International Philosophical Quarterly

Volume 63, Issue 3, September 2023

Mohammadreza Esmkhani, Seyed Masoud Hosseini
Pages 293-313

Hegel, Davidson, and the Dialogical Character of Knowledge

This paper scrutinizes the dialogical character of knowledge from the perspectives of Hegel’s and Davidson’s philosophies. First, it outlines their analogous trains of thought, particularly their “anti-representational” and “intersubjective” accounts of knowledge. Second, it draws a parallel between the two by discussing their contrasting views of the structure and goal of knowledge, showing that while Davidson advocates an open-ended, scheme-less empirical knowledge, Hegel maintains the notion of a (universal-rational) scheme and a goal-oriented dialectical process in which “the true is the whole.” This section then critically traces their underlying disagreement to their divergent views on the nature of meaning, language, and thought.

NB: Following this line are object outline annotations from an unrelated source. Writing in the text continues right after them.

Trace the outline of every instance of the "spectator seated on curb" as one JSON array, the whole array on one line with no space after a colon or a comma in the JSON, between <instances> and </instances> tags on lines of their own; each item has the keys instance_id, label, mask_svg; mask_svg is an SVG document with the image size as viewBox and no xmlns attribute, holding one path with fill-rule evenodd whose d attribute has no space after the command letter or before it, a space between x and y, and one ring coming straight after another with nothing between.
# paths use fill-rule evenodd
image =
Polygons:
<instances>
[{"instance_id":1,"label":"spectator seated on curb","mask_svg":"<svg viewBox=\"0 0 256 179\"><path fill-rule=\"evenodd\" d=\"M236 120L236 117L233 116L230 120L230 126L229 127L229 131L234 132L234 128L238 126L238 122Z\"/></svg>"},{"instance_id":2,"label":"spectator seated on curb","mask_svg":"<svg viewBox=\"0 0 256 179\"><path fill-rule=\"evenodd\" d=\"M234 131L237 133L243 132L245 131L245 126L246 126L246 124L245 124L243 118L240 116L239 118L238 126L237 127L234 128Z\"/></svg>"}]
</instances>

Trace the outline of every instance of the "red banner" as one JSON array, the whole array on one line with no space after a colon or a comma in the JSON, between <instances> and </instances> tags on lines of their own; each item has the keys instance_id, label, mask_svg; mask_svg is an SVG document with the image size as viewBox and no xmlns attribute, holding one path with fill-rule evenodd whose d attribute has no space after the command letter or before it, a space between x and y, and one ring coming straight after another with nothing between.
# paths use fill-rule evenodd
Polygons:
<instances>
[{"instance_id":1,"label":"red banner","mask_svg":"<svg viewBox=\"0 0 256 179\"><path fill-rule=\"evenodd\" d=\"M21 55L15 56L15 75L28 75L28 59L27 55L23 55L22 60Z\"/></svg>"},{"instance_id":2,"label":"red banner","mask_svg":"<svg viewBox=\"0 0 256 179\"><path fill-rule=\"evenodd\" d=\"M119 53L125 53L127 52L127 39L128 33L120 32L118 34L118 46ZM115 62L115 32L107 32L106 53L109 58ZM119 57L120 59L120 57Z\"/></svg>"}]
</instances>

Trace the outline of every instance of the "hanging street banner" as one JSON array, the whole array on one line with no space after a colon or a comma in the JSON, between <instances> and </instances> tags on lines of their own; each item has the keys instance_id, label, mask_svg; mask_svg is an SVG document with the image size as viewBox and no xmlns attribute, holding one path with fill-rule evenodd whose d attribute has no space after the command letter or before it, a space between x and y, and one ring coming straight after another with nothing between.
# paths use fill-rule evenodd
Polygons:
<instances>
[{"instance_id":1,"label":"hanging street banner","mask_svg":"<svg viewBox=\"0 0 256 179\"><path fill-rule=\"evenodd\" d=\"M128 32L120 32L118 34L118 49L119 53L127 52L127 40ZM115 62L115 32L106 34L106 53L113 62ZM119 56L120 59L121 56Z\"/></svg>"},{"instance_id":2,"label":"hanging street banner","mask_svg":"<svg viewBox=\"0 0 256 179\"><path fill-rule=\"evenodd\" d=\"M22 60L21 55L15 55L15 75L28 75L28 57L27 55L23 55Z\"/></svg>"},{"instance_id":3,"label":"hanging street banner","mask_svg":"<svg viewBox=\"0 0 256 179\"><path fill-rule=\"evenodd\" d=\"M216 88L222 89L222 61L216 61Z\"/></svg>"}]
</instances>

Finally, it argues that their views can be seen as complementary to two versions of dialectic, showing that while Hegel’s approach, akin to Platonic dialectic, focuses on the self-contained and “Truth”-oriented “negotiational” movement of ideas, Davidson’s, reminiscent of Socratic elenchus, emphasizes the truth-oriented ‘conversational’ interaction of subjects exchanging concepts.